Non solo i nuovi episodi, ma anche mail e dati su vertici e nuove programmazioni sarebbero stati rubati a Hbo

Gli hacker di Game Of Thrones pronti a pubblicare altre puntate
 (Afp)
 Game of Thrones

HBO, la rete americana che trasmette Game of Thrones (Il trono di spade, in Italia) è di nuovo sotto attacco. Alcuni hacker, usando lo pseudonimo “Mr. Smith”, hanno chiesto un riscatto di diversi milioni di dollari per evitare che molti dati sensibili dell’emittente possano venire diffusi online.

I presunti documenti sottratti

Tra i dati che i cyber-criminali avrebbero sottratto all’HBO non ci sarebbero solo cinque puntate, una ancora non trasmessa, della sesta stagione di Game Of Thrones, ma anche altri documenti estremamente delicati: le email inviate dal vicepresidente Leslie Cohen, alcuni fascicoli legali di cause intentate contro la compagnia, offerte di lavoro per i dirigenti più importanti, la programmazione cinematografica e televisiva, ancora inedita, dei prossimi mesi. Oltre a intere puntate di serie televisive, e film, ancora non annunciati dall’emittente. Nel complesso si tratterebbe di circa 1,5 terabyte di dati sensibili. 

Secondo Associated Press ci sarebbe anche un documento che sembrerebbe contenere i dati personali del cast di Game of Thrones: numeri di cellulare e indirizzi di posta elettronica di attori come Peter Dinklage, Lena Headey e Emilia Clark.

Il “precedente” della Sony

Per HBO è il secondo attacco informatico in poche settimane. Fino ad adesso, però, i danni sono stati limitati. Niente di paragonabile a quello che, nel 2014, dovette subire la Sony. Un attacco che lasciò cicatrici molto più visibili e profonde. In quel caso vennero pubblicate molte email “imbarazzanti” e dati sensibili di oltre 50mila dipendenti dell’azienda: dai salari ai numeri di previdenza sociale. 

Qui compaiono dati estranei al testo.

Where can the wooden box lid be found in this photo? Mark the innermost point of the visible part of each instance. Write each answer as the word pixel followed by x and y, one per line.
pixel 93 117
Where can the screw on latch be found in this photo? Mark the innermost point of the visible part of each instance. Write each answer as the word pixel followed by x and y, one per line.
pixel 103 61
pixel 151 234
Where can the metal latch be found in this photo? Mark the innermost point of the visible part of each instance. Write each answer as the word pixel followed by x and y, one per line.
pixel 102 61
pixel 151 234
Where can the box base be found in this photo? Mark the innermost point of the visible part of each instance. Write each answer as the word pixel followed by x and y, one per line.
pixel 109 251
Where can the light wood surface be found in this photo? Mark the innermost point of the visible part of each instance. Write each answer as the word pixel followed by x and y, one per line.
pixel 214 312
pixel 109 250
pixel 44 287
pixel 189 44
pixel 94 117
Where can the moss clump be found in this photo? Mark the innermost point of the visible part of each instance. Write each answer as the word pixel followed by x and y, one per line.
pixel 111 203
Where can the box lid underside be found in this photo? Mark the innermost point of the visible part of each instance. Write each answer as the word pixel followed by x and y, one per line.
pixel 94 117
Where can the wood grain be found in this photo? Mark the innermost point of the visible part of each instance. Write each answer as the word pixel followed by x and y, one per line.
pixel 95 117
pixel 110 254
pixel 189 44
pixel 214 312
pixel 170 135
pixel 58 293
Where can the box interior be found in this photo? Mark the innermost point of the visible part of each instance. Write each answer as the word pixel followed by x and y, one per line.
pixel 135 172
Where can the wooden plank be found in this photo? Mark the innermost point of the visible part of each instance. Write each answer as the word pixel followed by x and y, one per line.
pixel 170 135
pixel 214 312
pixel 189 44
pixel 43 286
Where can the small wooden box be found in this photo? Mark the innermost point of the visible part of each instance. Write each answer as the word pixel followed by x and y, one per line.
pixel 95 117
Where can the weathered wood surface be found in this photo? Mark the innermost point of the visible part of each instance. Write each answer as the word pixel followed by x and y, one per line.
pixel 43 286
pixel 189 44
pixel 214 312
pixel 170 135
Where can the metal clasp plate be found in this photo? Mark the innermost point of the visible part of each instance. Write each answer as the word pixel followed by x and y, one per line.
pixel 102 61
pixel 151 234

Un video "sgrammaticato" con la richiesta di riscatto 

Mr Smith ha contattato HBO tramite un video di 5 minuti inviato al CEO, Richard Plepler. La richiesta, in bitcoin, è quella di avere l’equivalente di “sei mesi del nostro stipendio” che gli stessi hacker hanno quantificato in circa 12-15 milioni di dollari annui. Il testo del video, dice ancora AP, è in inglese ma sarebbe pieno di errori di scrittura e riferimenti pop-culture. La rete, pur confermando il furto, ha ribadito lunedì che il sistema di posta elettronica, nel suo insieme, non è stato compromesso.